So, one time I got to interview Bebe Neuwirth about Midsummer Night's Dream. The production was fantastic, and so was she. Big surprise, right?
Like an unimaginative lover on Valentine’s Day, theater companies like to throw around rose petals. It’s always the same: a single petal drifts from the ceiling, then a second, then a flurry. At the Classic Stage Company’s new production of A Midsummer Night’s Dream, the petals start when Bebe Neuwirth’s Titania asks her fairies for a lullaby. What starts as a gentle shower turns into a deluge, as though the petals were being sprayed by a leafblower, and finishes with the fairies dumping grocery bags full of them onto their queen. The solemn cliché turns to satire, and the audience chortles as Ms.
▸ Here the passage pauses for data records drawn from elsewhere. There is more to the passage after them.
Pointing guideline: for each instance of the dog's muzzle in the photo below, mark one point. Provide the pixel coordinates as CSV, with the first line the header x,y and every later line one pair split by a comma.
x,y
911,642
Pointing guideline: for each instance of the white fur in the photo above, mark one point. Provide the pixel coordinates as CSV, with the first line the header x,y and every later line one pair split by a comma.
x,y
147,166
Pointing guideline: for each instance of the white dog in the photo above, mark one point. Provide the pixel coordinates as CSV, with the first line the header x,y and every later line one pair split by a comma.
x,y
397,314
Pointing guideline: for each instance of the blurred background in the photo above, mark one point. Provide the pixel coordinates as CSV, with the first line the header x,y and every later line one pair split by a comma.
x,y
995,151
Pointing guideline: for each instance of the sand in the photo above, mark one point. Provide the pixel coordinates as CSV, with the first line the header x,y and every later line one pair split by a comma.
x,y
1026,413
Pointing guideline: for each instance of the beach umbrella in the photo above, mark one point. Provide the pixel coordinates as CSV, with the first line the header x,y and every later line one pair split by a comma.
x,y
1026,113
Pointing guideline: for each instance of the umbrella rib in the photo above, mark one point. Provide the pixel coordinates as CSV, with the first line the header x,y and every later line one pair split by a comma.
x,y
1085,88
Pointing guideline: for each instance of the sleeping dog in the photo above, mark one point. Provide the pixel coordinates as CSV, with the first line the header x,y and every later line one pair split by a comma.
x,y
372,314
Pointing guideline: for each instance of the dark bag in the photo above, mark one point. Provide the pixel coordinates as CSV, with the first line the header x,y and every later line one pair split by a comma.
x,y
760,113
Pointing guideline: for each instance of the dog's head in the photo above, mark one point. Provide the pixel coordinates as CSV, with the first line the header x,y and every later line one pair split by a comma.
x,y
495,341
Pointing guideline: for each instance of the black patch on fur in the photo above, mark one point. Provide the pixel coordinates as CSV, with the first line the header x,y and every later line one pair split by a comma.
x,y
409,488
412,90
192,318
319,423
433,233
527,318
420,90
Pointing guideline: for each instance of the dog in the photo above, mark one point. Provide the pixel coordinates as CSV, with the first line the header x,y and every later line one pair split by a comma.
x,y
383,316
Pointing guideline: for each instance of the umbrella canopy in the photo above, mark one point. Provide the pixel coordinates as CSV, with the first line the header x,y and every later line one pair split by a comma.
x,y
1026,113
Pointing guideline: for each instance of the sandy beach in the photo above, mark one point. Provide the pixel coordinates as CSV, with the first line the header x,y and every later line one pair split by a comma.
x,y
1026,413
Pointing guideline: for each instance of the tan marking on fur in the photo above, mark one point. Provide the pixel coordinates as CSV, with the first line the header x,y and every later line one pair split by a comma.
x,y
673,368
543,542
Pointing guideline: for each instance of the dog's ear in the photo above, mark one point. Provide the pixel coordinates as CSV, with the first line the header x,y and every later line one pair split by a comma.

Neuwirth drifts off to sleep, to spend the next few scenes buried under a six-inch pile of petals.
“Last night I had a hot flash while I was under there,” the actress said during an interview with The Observer last week. “Fifty-three-year-old women readers will know that it’s no fun having a hot flash under a bushel of petals. I was laughing at myself, thinking, ‘Oh, wow. I hope none of these petals melt into my flesh.’”
Hot flashes aside, Ms. Neuwirth looks every inch the fairy goddess. As the production rockets from slapstick to sublime, she is its anchor—a woodland monarch who maintains dignity no matter how silly she gets. This strikingly funny take on one of the world’s most-produced plays, which opens April 29, is only the latest in a string of sharp productions by a company whose imagination, A-list casts and impossibly scarce tickets have, in the past few years, won it a place at the top of the Off-Broadway hierarchy. If CSC ever falls from grace, it won’t be Bebe’s fault.